When I say fake, I think there may be some who are trolls but I think the majority are playing to their audience.
I'm sure you're right, but, again, this is exactly the problem. Those WS's are embellishing, my W (and waywards at recovery sites like this) are likely downplaying. This is why lying is bad, in case anyone wants to know.
If I could trust my W's answers, it doesn't really matter what the A reddit says, does it? I'd know the truth. But I cannot, because, well, she has massive incentive to lie and really no way for me to ever call her on the lie. The A reddit has much less incentive to lie, so I tend to trust it more, sure, probably some chest thumping and bravado, but I imagine the general context of their content to be at least somewhat accurate. And in the huge gulf between the two (best sex of my life to it was awful/couldn't get it up/etc), somewhere in there, floats the truth for any individual affair. But if everyone is lying, well, you'll never know what you're dealing with in a WS, if it's important to you.
Thankfully a WS who has spoken the truth. The affair sex is good, otherwise why keep going back.

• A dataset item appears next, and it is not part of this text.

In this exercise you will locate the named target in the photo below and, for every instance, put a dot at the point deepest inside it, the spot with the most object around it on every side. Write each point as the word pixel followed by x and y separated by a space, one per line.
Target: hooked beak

Well, see it a little different. "Going back for more" doesn't necessarily mean "good" to me. What makes it hard to believe it wasn't at least "very good" is simply the nature of the relationship and the typical "nothing withheld" nature of it. A forbidden relationship, in secret, kept apart by others, only able to meet occasionally, plenty of build up between encounters.. I mean, that reads like a typical romance novel. And then, on the other side, the "everything goes"/wild/kinky/uninhibited sex, well, that read like a typical porn plot. I mean, these are fantasies being acted out in real life, "I'm so hot he'll cheat on his wife for me" and "She's so into me I can get anal behind the bleachers". It's really goddarn hard to see how with all those elements "going for it" that at least some of the /r/a stuff is accurate.
As a WS I see myself in those posts. When I as IN my affair, those posts reflect exactly how I felt. Its painful to read it. I don't think its made up, I think its how they truly feel, in the moment. Everything is heightened. I don't understand why BS are so adamant that it all has to be fake and nothing is that great, I know its easier to say that, but realistically affair sex is different. And unless you have experienced it, its hard to understand it. I can tell you in the moment, it does feel that way. That's why affairs are so addicting and hard to untangle from. Its a high.
Thank you for your honesty, and yes, this reads a lot more reasoned to me than either what I heard from my W or what I read in /r/a. However, I'm not at all convinced "it's all fake" (unless your talking about love in an A, I'm pretty sure that's usually fake to get the other AP to give up sex), in fact, I think the opposite, I don't think the "fireworks" sex is fake at all, in fact, I know that's a big draw for those I've known looking for or having affairs. They sure as heck aren't talking about how much fun it is to TXT their AP's all night long, I can tell you that much.